Ян Добрачинский - ПИСЬМА НИКОДИМА. Евангелие глазами фарисея

На нашем сайте KnigaRead.com Вы можете абсолютно бесплатно читать книгу онлайн Ян Добрачинский, "ПИСЬМА НИКОДИМА. Евангелие глазами фарисея" бесплатно, без регистрации.
Перейти на страницу:

Я отозвал в сторону Иосифа и показал ему приобретенные благовония.

— Почему до сих пор не обмыли тело? — спросил я. — Становится поздно. Смотри, солдаты уже проявляют нетерпение. — Стражники, которые тем временем сняли тела распятых бандитов, делали нам знаки, чтобы мы поторапливались.

— Вижу, — кивнул головой Иосиф. — Они не хотят ждать, хоть я и заплатил им.

— Так что будем делать?

— Я могу предложить только одно. Нам все равно сейчас всего не успеть… Тебе известно, что у меня на склоне той горы имеется гробница. Давай сейчас обольем тело благовониями и положим его пока туда, а завтра утром, после шабата, мы его обмоем и умастим, как полагается, всем тем, что ты принес.

— Но ведь это запрещено, Иосиф, — вскричал я.

Он нетерпеливо махнул рукой.

— Ох, уж эти ваши фарисейские предписания! Посмотри, как Она на Него смотрит! — указал он на Мириам, по–прежнему державшую на коленях голову Учителя. — У меня не хватило духу из–за какого–то идиотского предписания отобрать у Нее тело! Может, я и согрешил, но…
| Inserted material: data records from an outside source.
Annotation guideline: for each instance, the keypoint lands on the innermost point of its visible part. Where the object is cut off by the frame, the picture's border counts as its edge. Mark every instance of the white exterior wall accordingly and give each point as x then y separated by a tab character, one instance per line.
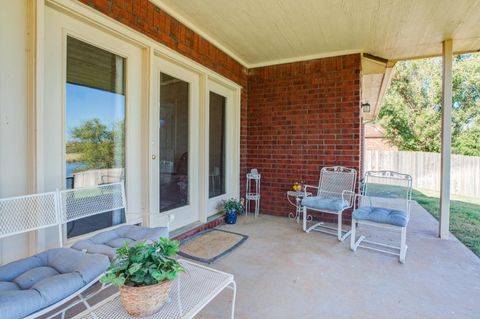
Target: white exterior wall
14	179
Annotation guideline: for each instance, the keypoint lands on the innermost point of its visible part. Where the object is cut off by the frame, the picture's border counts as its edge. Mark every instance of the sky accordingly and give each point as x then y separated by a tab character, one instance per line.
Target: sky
85	103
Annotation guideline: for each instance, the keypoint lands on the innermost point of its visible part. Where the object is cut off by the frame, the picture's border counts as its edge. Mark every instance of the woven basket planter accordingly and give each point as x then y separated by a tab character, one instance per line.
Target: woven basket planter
144	301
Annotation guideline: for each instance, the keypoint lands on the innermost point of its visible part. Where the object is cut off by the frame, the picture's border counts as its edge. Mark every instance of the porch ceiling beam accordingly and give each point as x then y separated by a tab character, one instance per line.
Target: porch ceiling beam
444	216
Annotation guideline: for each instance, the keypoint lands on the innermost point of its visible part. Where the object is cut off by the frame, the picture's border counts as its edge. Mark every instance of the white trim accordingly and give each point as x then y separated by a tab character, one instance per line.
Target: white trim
444	213
304	58
94	17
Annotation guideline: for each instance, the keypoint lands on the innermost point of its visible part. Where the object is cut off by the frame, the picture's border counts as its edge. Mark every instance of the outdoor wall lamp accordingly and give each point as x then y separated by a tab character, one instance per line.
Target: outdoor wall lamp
366	107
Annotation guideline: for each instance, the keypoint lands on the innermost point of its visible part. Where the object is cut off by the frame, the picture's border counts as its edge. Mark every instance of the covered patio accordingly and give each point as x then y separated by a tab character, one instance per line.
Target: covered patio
284	273
189	96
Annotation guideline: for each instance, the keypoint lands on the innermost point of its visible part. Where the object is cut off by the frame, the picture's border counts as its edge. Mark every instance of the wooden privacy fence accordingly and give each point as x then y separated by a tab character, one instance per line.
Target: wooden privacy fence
425	169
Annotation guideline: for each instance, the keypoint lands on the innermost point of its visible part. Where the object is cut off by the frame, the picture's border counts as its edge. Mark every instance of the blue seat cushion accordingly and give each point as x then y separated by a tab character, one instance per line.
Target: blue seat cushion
381	215
325	203
37	282
107	242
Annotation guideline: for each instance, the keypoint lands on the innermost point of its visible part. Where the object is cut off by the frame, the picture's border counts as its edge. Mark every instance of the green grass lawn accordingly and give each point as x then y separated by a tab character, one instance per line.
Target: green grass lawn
464	217
464	212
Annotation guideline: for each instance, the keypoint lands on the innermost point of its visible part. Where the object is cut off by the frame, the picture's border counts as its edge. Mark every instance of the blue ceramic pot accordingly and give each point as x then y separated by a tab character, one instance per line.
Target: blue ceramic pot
231	217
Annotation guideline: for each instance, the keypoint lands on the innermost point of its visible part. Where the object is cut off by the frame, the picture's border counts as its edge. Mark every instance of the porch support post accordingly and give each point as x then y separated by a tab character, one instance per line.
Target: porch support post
444	216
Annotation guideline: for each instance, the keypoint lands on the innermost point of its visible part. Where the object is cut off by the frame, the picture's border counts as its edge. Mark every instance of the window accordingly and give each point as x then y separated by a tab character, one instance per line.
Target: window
217	145
95	126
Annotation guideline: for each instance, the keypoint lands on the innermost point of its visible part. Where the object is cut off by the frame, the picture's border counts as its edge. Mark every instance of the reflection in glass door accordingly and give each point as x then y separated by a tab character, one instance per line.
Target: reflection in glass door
95	126
216	153
174	143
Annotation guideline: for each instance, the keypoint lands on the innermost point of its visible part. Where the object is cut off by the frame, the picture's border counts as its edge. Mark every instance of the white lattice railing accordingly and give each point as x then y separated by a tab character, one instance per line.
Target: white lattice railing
27	213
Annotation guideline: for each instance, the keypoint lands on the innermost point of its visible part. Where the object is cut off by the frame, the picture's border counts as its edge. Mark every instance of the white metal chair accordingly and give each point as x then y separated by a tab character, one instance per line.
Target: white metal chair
385	203
335	194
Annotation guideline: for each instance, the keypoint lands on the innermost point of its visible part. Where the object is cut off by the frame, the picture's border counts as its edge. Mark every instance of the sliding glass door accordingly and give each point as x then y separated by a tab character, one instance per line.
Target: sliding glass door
220	132
175	143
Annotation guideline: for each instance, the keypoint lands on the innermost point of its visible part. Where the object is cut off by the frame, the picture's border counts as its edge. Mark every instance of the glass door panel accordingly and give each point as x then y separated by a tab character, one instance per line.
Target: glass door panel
216	145
95	126
173	142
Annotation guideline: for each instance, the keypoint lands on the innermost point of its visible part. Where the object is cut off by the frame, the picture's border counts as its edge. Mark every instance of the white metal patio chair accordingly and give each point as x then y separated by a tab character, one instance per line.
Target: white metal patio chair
335	194
385	203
К нам подошел начальник стражи.

— Быстрее забирайте останки, — заявил он. — Уже начинает смеркаться. Евреи могут напасть на нас за то, что мы нарушаем их праздник.

— Вот видишь, Никодим…

Делать было нечего. Мы подозвали Иоанна и сообщили ему о плане Иосифа. Он не стал протестовать и возмущаться, что мы собираемся положить в гроб необмытое тело. Я видел, как он приблизился к Мириам и деликатно тронул Ее за плечо, указав на заходящее солнце. Без возражений Она сняла голову Сына со своих колен и положила ее на полотно. Иоанн сложил раскинутые руки крестом на груди Умершего. Они так и остались лежать — негнущиеся, застывшие; невозможно было себе представить, что когда–то они были мягкими и гибкими. Пока тело перемещали из вспоротого бока снова полилась кровь и вода. Солнце светило так низко, что, казалось, будто оно путается под ногами. Удлиненные тени не умещались на вершине и сбегали на склон. Наконец, лицо Учителя накрыли платом. Отныне недоступное для наших глаз, оно оставалось доступным для нашей памяти. В меня, во всяком случае, этот образ врезался, будто выжженный каленым железом. Я думал, что мне станет легче, как только я перестану видеть это страшное окровавленное лицо. Но вышло иначе: едва оно скрылось с моих глаз, я почувствовал, что мне его не хватает, что если я еще раз не увижу его — то умру; умру от голода, от жажды, от отвращения ко всему, что не это лицо. Ты знаешь, Юстус, как может выглядеть лицо замученного человека; ты знаешь, какие чувства обычно поднимаются при взгляде на следы подобных истязаний. Но когда лицо Учителя исчезло, поверь, я вдруг испытал потребность несмотря ни на что, как можно скорее к нему вернуться. Не чтобы оно ко мне вернулось, а я к нему! Это был словно призыв из царства мертвых. Столько раз, разговаривая с Ним, мне казалось, что я читаю призыв в Его глазах. Я всегда чувствовал себя виноватым, что не следую этому призыву. Это лицо призывает меня! При жизни оно было светлым, прекрасным и добрым; после смерти оно пронизано болью и обещает боль. Я всегда говорил тебе, что я не столько боюсь того, что есть, сколько того, что будет… Но боль Его призывает меня. Тебе это понятно, Юстус? Тебе понятно, как боль может призывать?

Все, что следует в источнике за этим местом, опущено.